Narratology

Narrative theory or narratology is an interdisciplinary method of Humanities, Cultural Studies and Social Sciences, which aims at a systematic description of the representation form of a narrative text. The international title is " narratology " ( in English ) or " narratology " ( in French ). Therefore, the term narratology has become naturalized in English. The Germanized name " Narrative " has, however, not generally enforced.

Its object is any type of narrative text, the narrative literature ( epic ) about historiography up to interviews, newspaper articles, or jokes. Subjects in which the narrative theory plays an important role, are literary studies, media studies, history and sociology.

The recent narrative theory was developed from 1915 in approach from Russian formalism and further elaborated by structuralism since the 1950s. The structuralist approach - with later additions - is relevant to today.

Important theorists of narratology are Gérard Genette, Lévi -Strauss, Roland Barthes, Roman Jakobson, Yury Lotman, Tzvetan Todorov and Paul Ricoeur. Partial narratology is supplemented by semiotics. Criticized, but the narrative theory has also been significantly expanded by poststructuralism.

  • 6.1 classic
  • 6.2 More recent introductions
  • 6.3 Reference

Categories of analysis according to Genette

The structuralist narrative theory according to Genette was developed in literary texts. Their analysis categories are therefore mainly based on the epic. A narrative text can be analyzed into the following categories: time mode of the narrative voice of the narrator.

Time

The time level of a narrative can be analyzed according to Genette into three categories: order, duration and frequency.

Order

In many narrative texts, the chronological order of the events narrated (time history) is not identical to the language course of the narrative itself ( time of the narrative ). There are about cases in which the actual conclusion of the action is at the very beginning of the text ( that would be a prolepsis ) or where back dazzled again at the end to a dramatic situation ( analepsis ). Generally, one speaks in all cases of a anachrony. There are various forms of anachronies:

  • Analepsis is a flashback, a time warp into the past, for Genette even any subsequent mention of a past event (also retrospection ) is intentionally hidden or something left aside, one speaks of a paralipsis ( Lateralauslassung )
  • Does not intersect it with the narrated time, it is an external prolepsis
  • It remains within the narrated time, it is called an internal prolepsis
  • Fills a gap in advance of, it's a kompletive prolepsis
  • Is the same event later told once again, it is a repetitive prolepsis ( " anticipation " )

Duration

The duration refers to the ratio between the amount of time that takes the narrative in relation to the narrative, ie the ratio of narrative time and narrated time. The description of lightning that lasts only fractions of a second, can occupy several pages in a narrative. One then speaks of a time- stretching narrative, since the process takes much longer than the event told. Conversely centuries can be done in a few words in a story. This would be a case of strong time compression.
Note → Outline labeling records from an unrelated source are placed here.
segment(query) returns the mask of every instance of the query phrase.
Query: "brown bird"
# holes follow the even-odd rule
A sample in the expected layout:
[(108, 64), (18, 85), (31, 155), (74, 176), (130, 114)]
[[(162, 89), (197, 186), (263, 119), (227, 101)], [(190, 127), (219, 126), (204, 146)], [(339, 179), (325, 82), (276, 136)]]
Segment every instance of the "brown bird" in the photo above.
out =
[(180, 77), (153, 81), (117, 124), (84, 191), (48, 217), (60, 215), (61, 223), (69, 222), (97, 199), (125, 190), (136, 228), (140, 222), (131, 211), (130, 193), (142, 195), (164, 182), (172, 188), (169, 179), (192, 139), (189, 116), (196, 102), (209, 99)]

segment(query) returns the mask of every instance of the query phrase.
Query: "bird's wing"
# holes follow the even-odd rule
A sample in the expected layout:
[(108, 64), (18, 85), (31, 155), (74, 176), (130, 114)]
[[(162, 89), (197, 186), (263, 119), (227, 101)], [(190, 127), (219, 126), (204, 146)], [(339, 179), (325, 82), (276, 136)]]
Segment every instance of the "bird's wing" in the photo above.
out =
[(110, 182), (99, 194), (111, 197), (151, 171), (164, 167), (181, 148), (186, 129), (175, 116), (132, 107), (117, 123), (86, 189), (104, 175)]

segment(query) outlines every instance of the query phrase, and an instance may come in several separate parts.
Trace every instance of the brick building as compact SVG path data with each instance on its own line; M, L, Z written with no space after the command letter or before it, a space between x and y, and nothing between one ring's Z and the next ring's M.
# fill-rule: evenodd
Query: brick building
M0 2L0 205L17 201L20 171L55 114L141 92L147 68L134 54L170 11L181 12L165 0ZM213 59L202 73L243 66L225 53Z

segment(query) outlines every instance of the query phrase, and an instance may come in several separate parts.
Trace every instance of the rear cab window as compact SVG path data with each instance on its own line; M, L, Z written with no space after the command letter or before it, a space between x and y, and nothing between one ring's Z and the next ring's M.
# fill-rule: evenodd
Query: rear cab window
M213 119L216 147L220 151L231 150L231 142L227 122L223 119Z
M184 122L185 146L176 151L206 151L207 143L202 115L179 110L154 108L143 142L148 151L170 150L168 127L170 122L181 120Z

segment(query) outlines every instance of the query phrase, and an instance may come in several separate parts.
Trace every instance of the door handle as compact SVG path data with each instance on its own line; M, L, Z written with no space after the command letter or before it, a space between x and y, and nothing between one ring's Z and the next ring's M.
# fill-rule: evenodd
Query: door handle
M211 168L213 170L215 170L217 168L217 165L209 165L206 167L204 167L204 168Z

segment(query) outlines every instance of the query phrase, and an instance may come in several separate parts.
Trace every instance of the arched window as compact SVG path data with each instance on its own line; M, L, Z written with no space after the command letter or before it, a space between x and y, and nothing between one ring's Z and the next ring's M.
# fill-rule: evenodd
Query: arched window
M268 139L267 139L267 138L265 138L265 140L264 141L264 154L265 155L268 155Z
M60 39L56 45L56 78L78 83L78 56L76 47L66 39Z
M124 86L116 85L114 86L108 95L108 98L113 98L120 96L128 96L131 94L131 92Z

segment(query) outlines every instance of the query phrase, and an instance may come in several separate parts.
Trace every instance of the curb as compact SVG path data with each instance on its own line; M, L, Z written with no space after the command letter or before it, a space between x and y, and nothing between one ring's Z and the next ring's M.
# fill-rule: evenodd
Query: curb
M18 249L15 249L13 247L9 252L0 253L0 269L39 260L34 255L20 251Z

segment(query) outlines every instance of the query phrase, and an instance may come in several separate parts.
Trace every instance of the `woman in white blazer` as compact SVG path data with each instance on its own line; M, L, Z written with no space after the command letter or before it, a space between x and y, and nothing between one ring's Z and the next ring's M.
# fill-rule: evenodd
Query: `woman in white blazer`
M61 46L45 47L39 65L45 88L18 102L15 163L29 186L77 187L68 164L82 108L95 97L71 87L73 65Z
If the action and the narrative occupy the same period approximately, one speaks of zeitdeckendem Tell ( isochrony ). This is, for example, often face in dialogues; one also speaks of a scene.

Extreme forms are the ellipse and the break. When the ellipse is - mostly unimportant - omitted in the narrative: the narrative stands still while the action goes on, so that the impression of a " time jump " arises. The pause on the other hand refers to the stoppage of the action while the story will continue, for example, by digressions or not relevant to the plot considerations are made.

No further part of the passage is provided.